If I Knew then what I know now
Even though grieving is an individual journey that few people will escape; like most learning experiences in life, everyone will find their own unique way of moving through it. Grieving just takes as long as it takes and going through this process is much like peeling away the layers of an onion. In this human experience, I find that we’re more alike than different even though we are wired in dissimilar ways mentally and emotionally, have our own coping abilities, our own unique relationship with our child, and diverse spiritual and support systems available to us.
This web site is now reaching people all over the world. I feel your fear, confusion and frustration in the words with which you search this site and I know you are desperate for answers. My desire is that I may help others travel through some of the roadblocks that keep us stuck in hardwired thought and emotional loops, repeating our song of suffering like an old scratched record.
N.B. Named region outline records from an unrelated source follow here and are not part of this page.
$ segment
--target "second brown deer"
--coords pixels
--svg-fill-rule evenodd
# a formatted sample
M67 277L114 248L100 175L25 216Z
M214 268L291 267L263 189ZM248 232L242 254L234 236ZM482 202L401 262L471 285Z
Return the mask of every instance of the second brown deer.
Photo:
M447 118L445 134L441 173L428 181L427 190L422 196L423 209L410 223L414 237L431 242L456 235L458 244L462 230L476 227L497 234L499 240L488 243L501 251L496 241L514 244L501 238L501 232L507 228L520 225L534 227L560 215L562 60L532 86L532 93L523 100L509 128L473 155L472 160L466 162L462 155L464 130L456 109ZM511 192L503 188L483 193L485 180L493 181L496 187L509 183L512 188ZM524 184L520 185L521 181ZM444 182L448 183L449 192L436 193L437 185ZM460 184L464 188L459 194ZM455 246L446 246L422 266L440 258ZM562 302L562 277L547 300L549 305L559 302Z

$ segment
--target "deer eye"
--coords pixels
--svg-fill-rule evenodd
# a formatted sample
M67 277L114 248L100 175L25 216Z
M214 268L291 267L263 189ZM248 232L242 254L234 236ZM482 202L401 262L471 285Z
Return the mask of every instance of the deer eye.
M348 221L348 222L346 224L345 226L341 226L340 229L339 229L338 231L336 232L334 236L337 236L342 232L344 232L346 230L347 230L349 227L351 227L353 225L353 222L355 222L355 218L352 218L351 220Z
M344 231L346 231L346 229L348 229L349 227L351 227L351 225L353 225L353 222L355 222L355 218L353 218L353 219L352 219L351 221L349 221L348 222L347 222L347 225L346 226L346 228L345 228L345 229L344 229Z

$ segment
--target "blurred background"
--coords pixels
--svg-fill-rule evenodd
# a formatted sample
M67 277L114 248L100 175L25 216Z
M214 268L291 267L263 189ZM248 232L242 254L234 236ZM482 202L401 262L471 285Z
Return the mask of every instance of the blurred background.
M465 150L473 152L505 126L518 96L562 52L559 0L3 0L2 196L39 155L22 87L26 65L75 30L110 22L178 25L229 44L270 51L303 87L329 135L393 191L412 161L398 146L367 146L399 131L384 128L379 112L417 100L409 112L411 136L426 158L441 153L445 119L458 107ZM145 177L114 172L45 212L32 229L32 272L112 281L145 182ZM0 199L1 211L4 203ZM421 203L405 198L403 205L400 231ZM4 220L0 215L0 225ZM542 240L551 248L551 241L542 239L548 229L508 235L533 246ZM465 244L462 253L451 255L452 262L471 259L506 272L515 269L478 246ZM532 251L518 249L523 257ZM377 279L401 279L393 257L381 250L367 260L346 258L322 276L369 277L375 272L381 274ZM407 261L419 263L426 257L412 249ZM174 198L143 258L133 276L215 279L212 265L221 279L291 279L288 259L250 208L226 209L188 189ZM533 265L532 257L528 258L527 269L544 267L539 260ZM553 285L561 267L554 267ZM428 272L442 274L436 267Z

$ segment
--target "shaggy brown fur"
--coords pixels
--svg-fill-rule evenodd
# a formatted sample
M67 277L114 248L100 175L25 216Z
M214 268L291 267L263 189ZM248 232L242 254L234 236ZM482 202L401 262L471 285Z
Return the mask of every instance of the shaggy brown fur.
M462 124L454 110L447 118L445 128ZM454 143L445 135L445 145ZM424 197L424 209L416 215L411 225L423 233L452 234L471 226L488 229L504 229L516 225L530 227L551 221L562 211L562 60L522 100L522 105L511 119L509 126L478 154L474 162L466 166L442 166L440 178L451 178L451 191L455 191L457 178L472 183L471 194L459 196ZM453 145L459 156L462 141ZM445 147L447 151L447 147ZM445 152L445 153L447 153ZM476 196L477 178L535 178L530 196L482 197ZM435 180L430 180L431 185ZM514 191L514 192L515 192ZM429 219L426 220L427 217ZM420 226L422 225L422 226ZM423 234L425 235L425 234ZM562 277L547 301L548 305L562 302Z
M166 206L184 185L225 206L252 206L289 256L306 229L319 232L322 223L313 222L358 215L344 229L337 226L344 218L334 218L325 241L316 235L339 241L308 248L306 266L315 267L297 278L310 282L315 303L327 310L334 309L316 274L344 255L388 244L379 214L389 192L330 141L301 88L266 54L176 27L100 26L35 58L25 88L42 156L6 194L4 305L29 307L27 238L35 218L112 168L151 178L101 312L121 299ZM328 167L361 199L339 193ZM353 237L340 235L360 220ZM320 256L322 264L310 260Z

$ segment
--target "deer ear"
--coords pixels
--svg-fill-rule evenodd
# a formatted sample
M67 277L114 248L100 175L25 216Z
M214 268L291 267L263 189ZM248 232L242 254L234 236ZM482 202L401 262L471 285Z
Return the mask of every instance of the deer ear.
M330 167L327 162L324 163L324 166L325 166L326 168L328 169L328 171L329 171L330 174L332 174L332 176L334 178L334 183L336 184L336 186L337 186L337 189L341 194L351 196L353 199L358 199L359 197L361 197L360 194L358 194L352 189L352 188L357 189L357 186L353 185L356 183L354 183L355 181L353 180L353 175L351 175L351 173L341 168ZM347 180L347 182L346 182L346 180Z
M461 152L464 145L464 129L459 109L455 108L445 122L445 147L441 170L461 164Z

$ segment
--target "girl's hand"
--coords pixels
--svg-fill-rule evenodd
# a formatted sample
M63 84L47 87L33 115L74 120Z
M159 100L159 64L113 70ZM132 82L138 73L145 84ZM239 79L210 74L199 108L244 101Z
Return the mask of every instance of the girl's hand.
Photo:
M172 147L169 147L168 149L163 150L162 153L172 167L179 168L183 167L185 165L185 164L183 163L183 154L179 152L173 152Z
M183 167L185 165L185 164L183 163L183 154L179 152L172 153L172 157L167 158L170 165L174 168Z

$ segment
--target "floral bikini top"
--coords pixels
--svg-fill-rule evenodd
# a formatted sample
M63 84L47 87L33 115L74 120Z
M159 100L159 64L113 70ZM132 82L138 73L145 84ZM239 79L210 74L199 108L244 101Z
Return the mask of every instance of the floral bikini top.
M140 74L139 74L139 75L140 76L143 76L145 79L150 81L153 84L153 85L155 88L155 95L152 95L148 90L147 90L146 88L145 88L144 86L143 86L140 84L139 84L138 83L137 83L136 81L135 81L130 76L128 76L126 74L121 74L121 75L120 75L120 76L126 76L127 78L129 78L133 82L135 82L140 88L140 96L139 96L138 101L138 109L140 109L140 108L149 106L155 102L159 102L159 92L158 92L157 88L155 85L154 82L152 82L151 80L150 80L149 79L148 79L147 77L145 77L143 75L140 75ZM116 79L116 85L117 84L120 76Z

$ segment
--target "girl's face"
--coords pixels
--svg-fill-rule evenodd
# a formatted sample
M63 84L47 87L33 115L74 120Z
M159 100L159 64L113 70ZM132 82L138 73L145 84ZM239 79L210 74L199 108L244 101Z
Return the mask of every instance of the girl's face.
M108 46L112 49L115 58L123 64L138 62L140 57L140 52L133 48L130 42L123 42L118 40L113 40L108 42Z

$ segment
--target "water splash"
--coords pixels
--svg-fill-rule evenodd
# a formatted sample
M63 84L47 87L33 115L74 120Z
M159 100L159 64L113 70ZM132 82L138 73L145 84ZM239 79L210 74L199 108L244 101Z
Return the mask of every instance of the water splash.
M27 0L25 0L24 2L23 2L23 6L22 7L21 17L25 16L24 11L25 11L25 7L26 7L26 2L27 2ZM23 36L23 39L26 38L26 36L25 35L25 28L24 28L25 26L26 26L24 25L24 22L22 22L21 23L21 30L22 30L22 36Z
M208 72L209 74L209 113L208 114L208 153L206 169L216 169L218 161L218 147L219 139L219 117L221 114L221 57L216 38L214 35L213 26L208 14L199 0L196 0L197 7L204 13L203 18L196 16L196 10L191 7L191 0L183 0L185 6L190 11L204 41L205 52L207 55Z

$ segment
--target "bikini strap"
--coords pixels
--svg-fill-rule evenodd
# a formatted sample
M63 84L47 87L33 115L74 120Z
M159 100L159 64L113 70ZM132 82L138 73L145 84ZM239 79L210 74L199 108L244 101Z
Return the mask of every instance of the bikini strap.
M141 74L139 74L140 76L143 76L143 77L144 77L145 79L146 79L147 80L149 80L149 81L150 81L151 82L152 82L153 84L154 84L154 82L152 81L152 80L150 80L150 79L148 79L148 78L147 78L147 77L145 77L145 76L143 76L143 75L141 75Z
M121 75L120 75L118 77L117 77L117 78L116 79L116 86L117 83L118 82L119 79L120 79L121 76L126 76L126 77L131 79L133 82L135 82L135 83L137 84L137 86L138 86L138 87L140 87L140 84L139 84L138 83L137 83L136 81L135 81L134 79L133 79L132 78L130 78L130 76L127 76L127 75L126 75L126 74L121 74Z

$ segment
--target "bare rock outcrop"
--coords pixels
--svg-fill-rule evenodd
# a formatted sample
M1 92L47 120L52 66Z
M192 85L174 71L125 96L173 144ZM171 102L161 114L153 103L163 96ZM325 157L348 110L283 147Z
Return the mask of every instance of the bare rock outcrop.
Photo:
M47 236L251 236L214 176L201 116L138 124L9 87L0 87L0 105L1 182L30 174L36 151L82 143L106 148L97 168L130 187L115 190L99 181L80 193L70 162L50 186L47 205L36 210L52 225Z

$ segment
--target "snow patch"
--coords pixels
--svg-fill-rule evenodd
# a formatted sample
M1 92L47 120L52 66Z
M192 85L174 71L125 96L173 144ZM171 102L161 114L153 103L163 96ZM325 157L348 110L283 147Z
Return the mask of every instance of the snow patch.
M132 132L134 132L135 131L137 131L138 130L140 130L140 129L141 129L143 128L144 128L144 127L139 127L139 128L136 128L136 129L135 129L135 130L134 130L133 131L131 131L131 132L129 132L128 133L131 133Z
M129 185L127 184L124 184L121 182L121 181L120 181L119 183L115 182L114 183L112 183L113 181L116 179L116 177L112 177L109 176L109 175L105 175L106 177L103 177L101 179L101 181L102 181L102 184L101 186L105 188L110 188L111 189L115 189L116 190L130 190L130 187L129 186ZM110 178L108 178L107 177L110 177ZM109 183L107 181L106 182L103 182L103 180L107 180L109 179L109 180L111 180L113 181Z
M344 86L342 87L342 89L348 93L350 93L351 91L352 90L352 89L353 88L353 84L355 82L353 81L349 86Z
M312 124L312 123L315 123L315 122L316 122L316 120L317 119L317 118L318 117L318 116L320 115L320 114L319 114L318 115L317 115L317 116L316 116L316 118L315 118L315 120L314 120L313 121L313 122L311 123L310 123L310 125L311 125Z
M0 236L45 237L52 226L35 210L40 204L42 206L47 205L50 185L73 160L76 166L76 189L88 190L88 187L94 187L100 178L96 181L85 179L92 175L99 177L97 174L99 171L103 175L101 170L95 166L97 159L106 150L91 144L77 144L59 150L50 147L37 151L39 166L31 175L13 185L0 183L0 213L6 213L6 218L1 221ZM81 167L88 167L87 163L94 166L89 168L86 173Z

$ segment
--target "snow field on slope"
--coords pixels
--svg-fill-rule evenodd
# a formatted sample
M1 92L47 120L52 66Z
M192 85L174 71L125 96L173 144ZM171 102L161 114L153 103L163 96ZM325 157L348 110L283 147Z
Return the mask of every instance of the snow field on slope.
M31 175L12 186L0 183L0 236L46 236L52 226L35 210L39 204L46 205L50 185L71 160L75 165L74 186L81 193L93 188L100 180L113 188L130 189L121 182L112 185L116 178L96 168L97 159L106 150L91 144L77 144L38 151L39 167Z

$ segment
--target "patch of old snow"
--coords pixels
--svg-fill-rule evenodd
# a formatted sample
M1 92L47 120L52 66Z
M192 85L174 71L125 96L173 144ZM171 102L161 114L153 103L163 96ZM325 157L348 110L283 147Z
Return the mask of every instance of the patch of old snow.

I know that my answers won’t necessarily be your answers but my hope is that you will allow me to heal myself in serving you and that the words that come straight from my heart will provide honesty, comfort and faith so that you don’t have to feel so all alone in your journey. Grieving for the loss of a child will not be the same for any of us but I’m hoping that I may offer some suggestions that will allow for the reinvigoration of your soul.
Coming Back from the Dead
“If love has no boundaries, maybe I can reach you there, across that veil, in the swirling mist. I’ve sought you in the crisp, inky night skies filled to the brim with magic diamond stars twinkling. I can’t see you, even when I soften my gaze. I breathe into my heart and listen intently to the quiet and hope desperately that I will hear your voice there. My nerves are alert for the gentle wisp of your touch on my face. I know your touch, different than before. Is it real? How do I know it’s you? With no time or space continuum, you are reachable but how do I find you? You send signs, imprinting my mind so that I recognize them. One moment I’m smiling and the next, the shadow of doubt crosses my heart. You send stronger signs, crazy stuff that makes me laugh out loud in wonder. I can almost hear you laughing with me. I speak your name. Then my mind shakes its head and tells me I’m gullible and desperate.”